Cristo y el evangelio están antes de la aplicación individual.
Calvino
Aunque Calvino no es formalmente supralapsario, sus textos permiten ambas lecturas.
Institutos, III.23.7 admite que:
“Dios dispuso la caída del hombre por su consejo secreto.”
Esto abre la puerta a una lógica anterior a la caída, cosa que Arminio rechaza.
8. Finalidad pastoral de la doctrina
Arminio
(§15, XIV–XV)
La doctrina sirve para:
-
consolar
-
exhortar
-
advertir
-
enseñar con prudencia
Debe evitarse la especulación.
Calvino
Institutos, III.21.1:
“La predestinación es un abismo en el cual muchos se precipitan.”

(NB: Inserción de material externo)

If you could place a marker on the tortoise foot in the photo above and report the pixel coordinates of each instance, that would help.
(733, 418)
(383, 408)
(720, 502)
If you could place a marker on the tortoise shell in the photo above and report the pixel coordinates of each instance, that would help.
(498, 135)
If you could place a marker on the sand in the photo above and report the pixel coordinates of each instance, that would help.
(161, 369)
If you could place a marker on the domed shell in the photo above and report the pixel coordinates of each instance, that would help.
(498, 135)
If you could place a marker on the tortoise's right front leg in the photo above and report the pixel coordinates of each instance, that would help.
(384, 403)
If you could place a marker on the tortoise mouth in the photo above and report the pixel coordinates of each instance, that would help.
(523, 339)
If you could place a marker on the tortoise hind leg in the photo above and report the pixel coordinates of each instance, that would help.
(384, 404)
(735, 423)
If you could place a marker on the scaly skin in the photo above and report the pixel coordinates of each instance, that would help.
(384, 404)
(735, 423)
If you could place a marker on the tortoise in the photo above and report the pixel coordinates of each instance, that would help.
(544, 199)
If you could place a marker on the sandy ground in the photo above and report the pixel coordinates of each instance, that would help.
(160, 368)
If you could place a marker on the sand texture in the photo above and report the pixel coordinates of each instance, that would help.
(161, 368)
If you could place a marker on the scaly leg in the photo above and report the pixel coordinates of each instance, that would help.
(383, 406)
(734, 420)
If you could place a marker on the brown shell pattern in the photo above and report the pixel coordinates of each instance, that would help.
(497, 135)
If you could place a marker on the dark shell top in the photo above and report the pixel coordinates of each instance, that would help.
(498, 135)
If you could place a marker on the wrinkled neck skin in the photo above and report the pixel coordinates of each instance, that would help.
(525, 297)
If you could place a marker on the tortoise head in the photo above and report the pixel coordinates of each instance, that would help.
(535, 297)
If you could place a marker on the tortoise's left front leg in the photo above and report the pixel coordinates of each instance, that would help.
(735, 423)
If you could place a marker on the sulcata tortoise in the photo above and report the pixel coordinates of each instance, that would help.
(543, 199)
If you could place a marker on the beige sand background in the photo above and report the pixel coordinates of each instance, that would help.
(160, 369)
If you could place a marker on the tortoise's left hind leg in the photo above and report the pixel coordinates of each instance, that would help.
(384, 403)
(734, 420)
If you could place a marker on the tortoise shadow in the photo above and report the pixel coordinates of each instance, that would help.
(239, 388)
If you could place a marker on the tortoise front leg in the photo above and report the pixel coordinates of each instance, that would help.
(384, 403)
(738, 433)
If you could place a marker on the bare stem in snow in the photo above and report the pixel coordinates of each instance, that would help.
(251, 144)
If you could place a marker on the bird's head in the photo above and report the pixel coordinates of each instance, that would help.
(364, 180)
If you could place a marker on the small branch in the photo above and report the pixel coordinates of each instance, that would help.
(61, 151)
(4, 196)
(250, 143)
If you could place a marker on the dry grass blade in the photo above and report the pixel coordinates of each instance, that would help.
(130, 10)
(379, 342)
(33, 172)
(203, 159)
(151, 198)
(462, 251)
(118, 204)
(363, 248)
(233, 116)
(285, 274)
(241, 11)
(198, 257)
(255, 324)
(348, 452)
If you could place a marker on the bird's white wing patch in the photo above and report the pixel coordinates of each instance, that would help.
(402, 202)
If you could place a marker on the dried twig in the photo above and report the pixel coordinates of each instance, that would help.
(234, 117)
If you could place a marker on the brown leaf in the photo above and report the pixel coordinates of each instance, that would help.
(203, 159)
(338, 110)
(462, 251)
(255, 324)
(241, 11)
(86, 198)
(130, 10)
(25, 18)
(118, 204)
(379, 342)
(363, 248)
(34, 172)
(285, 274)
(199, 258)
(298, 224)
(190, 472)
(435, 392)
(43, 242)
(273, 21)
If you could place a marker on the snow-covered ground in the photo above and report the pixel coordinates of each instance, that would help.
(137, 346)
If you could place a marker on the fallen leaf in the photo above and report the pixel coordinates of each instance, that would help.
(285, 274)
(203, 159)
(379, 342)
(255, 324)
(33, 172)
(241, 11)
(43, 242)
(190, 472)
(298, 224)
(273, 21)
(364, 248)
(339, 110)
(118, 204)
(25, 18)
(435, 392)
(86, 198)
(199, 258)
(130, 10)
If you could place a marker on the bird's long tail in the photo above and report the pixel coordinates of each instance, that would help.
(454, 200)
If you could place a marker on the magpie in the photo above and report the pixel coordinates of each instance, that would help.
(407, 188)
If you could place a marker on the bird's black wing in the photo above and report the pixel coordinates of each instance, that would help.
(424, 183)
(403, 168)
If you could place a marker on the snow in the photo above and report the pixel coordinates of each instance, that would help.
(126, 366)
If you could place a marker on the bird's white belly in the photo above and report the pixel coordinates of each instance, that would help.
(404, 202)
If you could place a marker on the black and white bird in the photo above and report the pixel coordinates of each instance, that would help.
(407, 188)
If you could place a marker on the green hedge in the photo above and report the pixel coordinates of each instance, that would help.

Calvino reconoce el peligro, pero no limita su exposición especulativa.
Contraste
-
Arminio: contención doctrinal
-
Calvino: exposición sistemática incluso en puntos oscuros
Síntesis comparativa breve
| Tema | Arminio | Calvino |
|---|---|---|
| Punto de partida | Cristo y el evangelio | Decreto eterno |
| Objeto | Bendiciones en Cristo | Individuos |
| Elección | En Cristo, por fe | Absoluta |
| Fe | Medio decretado | Resultado exclusivo |
| Reprobación | Por incredulidad culpable | Por decreto |
| Finalidad | Pastoral | Dogmática |
Conclusión honesta
No estamos ante dos énfasis del mismo sistema, sino ante dos lógicas teológicas distintas:
-
Calvino: teología del decreto
-
Arminio: teología del evangelio
Ambos apelan a la Escritura.
Ambos son rigurosos.
Pero no dicen lo mismo, ni pueden armonizarse sin violencia textual.